En los brazos de su padre Lucrecia se había sentido libre de todo peligro, se había sentido fuera del alcance del diablo. Y por eso nunca había temido la muerte. Porque estaba segura de que estaría a salvo en los brazos del Padre Celestial, igual que lo estaba entonces en los brazos de su padre. Pues ¿acaso no eran lo mismo?.
Y había hecho falta que portara el velo negro de una viuda para que el velo de la ilusión dejara de ocultar la realidad a sus ojos.
Pues al besar los labios fríos de su esposo había sentido por primera vez el vacío de la muerte y había comprendido que la vida era sufrimiento y que ella también moriría. Ella y su padre y César; todos compartirían el mismo final. Hasta ese momento, en su corazón, todos sus seres queridos habían sido inmortales y ahora lloraba por todos ellos.
Eran muchas las noches durante las que no conciliaba el sueño. De día, pasaba las horas vagando sin rumbo por sus aposentos, incapaz de encontrar un solo momento de paz. Las sombras del miedo y la duda parecían haberla seducido e, igual que cuestionaba todo aquello en lo que había creído, Lucrecia no tardó en cuestionar su fe.
—¿Qué me está pasando? —le preguntó, asustada, a Sancha un día, cuando el dolor y la desesperación ya ni siquiera le permitieron levantarse del lecho.

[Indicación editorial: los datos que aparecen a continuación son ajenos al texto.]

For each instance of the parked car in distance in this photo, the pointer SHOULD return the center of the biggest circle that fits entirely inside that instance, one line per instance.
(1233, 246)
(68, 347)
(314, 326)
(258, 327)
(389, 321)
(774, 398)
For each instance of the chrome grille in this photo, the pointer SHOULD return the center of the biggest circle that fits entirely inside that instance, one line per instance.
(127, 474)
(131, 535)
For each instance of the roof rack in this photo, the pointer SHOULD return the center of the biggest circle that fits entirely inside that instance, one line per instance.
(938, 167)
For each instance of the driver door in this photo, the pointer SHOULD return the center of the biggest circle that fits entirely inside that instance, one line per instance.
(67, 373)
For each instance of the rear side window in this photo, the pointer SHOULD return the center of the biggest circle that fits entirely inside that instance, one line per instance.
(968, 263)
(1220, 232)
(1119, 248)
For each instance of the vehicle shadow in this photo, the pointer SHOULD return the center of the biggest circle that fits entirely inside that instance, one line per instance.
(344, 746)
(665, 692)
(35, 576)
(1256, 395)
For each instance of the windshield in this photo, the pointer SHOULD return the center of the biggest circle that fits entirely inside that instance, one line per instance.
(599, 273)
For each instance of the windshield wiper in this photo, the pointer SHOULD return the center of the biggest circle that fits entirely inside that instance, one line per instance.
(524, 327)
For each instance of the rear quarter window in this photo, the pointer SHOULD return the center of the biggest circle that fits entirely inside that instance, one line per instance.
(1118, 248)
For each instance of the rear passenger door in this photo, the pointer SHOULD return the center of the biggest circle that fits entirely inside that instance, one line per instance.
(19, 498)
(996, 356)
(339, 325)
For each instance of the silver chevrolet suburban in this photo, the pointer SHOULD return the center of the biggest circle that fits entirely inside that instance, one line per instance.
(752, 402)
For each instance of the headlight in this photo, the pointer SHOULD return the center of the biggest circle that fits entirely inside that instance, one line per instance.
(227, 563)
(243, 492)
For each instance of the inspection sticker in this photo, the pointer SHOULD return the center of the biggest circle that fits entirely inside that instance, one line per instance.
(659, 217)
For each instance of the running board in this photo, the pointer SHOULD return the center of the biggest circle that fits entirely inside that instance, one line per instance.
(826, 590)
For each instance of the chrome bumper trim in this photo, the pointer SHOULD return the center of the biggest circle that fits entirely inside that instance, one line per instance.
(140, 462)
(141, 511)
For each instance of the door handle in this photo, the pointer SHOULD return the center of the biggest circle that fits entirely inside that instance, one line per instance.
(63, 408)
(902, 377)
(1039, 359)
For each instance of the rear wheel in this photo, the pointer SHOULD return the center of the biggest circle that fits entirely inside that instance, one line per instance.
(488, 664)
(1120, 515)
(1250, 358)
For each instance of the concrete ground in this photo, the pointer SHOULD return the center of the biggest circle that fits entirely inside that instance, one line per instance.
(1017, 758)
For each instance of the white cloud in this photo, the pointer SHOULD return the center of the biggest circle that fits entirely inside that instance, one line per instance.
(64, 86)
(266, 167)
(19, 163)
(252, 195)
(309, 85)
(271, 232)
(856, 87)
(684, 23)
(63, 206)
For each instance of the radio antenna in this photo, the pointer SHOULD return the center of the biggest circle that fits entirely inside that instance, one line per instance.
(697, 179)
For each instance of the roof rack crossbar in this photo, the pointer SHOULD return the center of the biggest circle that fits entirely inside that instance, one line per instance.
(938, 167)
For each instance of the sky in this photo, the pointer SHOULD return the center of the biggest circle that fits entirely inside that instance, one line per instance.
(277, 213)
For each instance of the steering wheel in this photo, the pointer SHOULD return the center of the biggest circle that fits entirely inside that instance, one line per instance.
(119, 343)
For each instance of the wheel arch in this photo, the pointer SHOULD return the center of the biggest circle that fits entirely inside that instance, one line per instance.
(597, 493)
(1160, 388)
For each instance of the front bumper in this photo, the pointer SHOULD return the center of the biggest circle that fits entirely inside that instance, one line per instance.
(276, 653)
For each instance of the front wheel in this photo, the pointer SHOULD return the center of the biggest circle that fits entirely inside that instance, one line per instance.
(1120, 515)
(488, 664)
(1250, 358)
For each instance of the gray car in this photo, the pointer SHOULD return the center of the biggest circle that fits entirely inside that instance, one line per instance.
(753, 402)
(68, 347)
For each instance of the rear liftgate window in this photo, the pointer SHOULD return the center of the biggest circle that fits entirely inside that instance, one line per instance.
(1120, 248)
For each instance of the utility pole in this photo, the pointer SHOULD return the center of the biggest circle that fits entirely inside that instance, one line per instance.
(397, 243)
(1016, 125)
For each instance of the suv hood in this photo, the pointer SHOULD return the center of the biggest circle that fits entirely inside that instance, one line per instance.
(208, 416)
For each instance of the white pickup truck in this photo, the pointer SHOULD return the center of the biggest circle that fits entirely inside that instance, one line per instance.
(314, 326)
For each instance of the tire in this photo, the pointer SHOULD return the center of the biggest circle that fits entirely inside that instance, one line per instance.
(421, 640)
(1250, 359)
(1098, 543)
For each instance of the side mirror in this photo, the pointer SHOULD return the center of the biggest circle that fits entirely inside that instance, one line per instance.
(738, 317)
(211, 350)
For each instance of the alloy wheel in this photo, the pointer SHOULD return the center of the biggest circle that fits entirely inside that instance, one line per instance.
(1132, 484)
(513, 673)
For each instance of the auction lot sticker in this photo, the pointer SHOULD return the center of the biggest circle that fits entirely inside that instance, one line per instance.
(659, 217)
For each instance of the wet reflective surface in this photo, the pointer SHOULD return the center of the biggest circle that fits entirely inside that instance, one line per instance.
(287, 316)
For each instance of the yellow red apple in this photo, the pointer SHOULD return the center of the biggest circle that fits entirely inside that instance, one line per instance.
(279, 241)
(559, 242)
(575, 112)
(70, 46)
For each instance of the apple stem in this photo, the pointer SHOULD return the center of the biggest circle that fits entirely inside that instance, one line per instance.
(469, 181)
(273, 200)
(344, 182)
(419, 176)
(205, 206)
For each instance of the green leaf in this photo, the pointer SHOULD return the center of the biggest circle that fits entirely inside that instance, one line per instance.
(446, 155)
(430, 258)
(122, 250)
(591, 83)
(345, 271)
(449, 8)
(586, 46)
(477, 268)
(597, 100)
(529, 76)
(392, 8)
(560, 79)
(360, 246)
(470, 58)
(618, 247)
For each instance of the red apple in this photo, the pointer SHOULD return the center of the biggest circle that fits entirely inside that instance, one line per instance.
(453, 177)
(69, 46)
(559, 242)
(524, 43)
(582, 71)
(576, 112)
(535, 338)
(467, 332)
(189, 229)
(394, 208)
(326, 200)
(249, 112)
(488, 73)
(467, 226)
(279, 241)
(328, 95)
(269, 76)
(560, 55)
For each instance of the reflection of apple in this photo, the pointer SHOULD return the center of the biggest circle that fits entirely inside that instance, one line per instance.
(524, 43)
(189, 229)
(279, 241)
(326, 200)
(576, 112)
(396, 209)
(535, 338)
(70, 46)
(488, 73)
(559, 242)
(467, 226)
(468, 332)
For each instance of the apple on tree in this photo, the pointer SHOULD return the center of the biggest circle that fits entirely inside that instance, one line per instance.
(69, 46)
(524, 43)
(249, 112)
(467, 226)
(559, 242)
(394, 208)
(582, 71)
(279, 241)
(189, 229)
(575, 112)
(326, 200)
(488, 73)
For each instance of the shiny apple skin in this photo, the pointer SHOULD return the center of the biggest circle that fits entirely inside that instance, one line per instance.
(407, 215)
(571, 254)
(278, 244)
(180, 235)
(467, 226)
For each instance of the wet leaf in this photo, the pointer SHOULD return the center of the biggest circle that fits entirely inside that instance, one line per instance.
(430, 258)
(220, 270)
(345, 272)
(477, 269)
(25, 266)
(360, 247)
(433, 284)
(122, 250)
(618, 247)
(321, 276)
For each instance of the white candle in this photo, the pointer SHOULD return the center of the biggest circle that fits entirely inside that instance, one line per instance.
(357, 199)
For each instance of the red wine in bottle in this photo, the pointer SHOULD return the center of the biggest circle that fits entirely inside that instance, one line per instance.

Sentada al borde de la cama, Sancha mesó el cabello de Lucrecia y se inclinó para besarle la frente.
—Te estás dando cuenta de que no eres más que un peón que tu padre mueve a su antojo —le dijo a su cuñada—. De que eres como esos feudos que tu hermano conquista para la mayor gloria de los Borgia. Y ésa es una verdad difícil de aceptar, querida Lucrecia.
—Eso no es cierto —protestó Lucrecia—. Mi padre siempre se ha preocupado por mi felicidad.
—¿Siempre? —preguntó Sancha—. Sinceramente, yo nunca lo he visto. Pero da igual. Ahora, lo importante es que te recuperes. Debes ser fuerte, pues tus hijos te necesitan.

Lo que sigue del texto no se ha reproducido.